There’s a parable in Chapter 25 of the Gospel of Matthew, where three servants are entrusted by their master with “talents” - (this was a monetary unit back in the day) and they were expected to do something with the talents in order to make more money with them. The first two servants, given ten talents and five talents each, did as they were asked and doubled the investment. When the master returned, he said, “well done, good and faithful servant,” to the first two. The third servant, on the other hand, who was given only one talent, had ran to a field to bury it. Not what the master had asked him to do.

That’s me.

I want to feel my gifts, my talents, my skills, my creativity, buried within the safety of the warm earth. No one knows it’s there. No other eyes looking upon it to judge.

But then, I think about standing before God someday. I think about this deep longing I have to hear, “well done, good and faithful servant.” And I know what I have to do - even though it makes no logical sense to me. Even though it doesn’t feel useful or important or necessary for the economy or the proper functioning of a society. Even though I have no guarantees as to whether or not I’ll be able to help support my family financially with it. I have to create. And I have to share.

And honestly, I hate it.

The thing I really hate about it is the vulnerability. It's the cold, uncaring gaze of the internet. Maybe it's the uncertainty of the future as well. I keep looking for a plan B, a way out. 

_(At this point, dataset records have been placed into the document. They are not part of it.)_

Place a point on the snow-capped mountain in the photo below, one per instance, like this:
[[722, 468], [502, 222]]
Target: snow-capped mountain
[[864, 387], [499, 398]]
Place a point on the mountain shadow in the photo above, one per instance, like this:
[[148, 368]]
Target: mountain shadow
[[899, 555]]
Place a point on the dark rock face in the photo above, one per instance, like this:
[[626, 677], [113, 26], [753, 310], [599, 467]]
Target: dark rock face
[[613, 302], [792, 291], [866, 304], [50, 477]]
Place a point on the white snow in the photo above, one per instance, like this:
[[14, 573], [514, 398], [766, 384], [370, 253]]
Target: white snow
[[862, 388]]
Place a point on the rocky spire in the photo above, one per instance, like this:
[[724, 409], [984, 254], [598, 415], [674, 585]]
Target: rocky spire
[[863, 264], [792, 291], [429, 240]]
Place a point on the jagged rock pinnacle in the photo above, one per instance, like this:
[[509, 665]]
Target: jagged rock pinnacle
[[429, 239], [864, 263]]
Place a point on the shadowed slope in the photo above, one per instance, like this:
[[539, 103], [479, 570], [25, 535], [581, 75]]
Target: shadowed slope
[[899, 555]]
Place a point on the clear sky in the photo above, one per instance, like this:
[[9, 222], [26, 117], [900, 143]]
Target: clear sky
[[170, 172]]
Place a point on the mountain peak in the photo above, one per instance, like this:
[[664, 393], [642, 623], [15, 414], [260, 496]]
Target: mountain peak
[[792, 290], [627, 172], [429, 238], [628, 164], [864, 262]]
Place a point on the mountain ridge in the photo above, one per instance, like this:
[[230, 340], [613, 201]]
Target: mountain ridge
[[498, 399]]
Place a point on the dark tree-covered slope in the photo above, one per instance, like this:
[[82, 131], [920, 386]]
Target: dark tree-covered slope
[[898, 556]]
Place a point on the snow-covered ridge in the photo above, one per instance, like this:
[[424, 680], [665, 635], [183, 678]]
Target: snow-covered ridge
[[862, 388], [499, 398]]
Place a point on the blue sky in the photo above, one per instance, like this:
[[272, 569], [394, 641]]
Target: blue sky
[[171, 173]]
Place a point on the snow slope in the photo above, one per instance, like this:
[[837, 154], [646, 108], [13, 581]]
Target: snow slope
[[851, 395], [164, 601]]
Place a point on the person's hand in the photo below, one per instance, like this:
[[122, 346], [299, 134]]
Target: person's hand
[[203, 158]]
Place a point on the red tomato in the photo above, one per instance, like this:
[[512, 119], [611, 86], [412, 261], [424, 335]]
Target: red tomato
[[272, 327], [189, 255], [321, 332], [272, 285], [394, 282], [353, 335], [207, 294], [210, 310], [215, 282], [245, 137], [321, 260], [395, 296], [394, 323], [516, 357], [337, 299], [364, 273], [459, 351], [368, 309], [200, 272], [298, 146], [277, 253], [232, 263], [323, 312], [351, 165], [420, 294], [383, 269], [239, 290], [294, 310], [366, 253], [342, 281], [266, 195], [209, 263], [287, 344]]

The servant who buries his talents in the parable does so because he doubts the character of the master who entrusted him in the first place. That is the answer that the servant gives when the master returns and expresses his frustration at receiving no return on his investment. What does that mean about me? What does that mean about the way I see and trust God and his character?

I tell God I love Him every day, and I mean it. So why can’t I trust Him with my art?

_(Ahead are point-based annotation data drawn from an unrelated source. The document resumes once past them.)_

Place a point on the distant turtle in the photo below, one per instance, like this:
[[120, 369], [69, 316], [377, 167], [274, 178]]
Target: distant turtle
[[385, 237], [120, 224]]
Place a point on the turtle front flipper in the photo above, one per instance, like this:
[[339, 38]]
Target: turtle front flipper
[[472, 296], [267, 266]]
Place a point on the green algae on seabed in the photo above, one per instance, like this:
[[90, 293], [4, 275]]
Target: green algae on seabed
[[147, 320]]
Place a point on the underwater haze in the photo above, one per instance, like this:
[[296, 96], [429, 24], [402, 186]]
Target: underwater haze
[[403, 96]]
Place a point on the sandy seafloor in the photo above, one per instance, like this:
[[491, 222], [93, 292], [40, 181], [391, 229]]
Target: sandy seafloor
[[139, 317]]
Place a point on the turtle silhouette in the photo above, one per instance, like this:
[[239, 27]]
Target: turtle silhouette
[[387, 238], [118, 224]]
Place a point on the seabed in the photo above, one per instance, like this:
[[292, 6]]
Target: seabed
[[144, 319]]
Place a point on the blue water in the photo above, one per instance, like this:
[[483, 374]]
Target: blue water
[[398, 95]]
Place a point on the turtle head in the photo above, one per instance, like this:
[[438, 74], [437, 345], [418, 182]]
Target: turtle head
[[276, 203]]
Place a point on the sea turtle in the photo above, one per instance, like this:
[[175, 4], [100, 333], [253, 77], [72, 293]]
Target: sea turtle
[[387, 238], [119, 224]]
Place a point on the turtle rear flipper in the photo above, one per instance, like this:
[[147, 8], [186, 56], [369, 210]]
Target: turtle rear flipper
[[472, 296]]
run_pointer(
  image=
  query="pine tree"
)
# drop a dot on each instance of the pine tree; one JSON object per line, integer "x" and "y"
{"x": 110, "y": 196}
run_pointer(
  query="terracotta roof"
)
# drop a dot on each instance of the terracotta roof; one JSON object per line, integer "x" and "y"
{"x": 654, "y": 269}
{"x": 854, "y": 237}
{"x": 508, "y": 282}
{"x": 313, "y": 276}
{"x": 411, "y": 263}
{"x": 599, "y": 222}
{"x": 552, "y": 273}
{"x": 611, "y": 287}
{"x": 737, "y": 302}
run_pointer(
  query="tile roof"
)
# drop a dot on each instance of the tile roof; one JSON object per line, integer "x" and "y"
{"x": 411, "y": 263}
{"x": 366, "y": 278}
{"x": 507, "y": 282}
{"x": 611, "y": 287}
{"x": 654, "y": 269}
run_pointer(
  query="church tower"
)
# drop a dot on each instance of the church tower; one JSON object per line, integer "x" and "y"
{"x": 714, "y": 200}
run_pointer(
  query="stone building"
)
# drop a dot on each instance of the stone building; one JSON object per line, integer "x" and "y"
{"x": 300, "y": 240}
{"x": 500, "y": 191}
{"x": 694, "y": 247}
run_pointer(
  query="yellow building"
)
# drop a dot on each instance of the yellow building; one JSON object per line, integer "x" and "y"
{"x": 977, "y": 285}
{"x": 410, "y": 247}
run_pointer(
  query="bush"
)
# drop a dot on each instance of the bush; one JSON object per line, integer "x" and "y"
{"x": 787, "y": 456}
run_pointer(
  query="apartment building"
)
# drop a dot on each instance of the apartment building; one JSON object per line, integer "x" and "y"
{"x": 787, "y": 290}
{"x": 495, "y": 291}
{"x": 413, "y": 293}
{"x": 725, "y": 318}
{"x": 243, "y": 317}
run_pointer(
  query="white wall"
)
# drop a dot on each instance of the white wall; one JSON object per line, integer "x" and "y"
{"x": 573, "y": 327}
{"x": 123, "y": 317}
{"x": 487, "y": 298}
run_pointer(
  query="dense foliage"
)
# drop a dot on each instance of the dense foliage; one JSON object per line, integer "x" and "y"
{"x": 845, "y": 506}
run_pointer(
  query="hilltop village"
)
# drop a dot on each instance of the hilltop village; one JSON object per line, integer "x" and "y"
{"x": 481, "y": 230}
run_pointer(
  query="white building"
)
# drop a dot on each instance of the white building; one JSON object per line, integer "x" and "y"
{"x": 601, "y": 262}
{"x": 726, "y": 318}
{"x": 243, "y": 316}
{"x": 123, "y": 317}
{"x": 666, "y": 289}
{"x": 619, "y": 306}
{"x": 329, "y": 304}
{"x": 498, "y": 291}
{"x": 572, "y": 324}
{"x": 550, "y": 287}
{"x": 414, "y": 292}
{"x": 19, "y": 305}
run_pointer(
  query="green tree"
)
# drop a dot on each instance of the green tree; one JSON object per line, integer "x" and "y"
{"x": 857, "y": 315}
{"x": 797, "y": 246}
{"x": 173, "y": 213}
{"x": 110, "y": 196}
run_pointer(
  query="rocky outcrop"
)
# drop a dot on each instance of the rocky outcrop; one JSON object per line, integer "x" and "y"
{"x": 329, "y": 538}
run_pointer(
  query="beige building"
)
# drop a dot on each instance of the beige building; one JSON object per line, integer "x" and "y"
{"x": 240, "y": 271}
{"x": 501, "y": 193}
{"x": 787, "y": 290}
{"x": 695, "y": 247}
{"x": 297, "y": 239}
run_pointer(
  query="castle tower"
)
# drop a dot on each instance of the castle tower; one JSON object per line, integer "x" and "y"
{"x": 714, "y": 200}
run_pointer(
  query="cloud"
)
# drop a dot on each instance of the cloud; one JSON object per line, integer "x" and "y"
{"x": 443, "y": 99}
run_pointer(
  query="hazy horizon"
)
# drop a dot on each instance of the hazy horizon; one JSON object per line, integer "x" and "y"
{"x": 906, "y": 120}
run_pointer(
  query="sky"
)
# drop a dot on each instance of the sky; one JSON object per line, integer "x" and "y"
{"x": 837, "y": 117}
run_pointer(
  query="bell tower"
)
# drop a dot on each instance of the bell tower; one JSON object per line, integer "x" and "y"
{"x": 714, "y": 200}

The answer is: I don’t trust myself at all. And maybe what I’m wrestling with is that I don’t feel like I can trust myself, and if I can’t do my part, then God couldn’t really do His either. But if I’ve learned one thing from reading the entire Bible, it’s that God is really the one who does it all, and that’s part of the good news I can rest in. My part is so minuscule in the grand scheme of things, and the promise I’ve received is that all things can be used for my growth and my good.

I can trust Him to lead me every day, and that is truly enough to give me courage, and hope, and strength. Even in the uncertainty of being seen.

What's funny is that this blog post itself is either "hidden" or "visible." I've had this text in here for days, with it set to "hidden" - unable to gather the strength to set it to "visible" and therefore publish the blog post, allowing the internet to see it (even though really no one will see it - I have barely any audience at the time of writing this). It's time to be visible. Ok, here we go.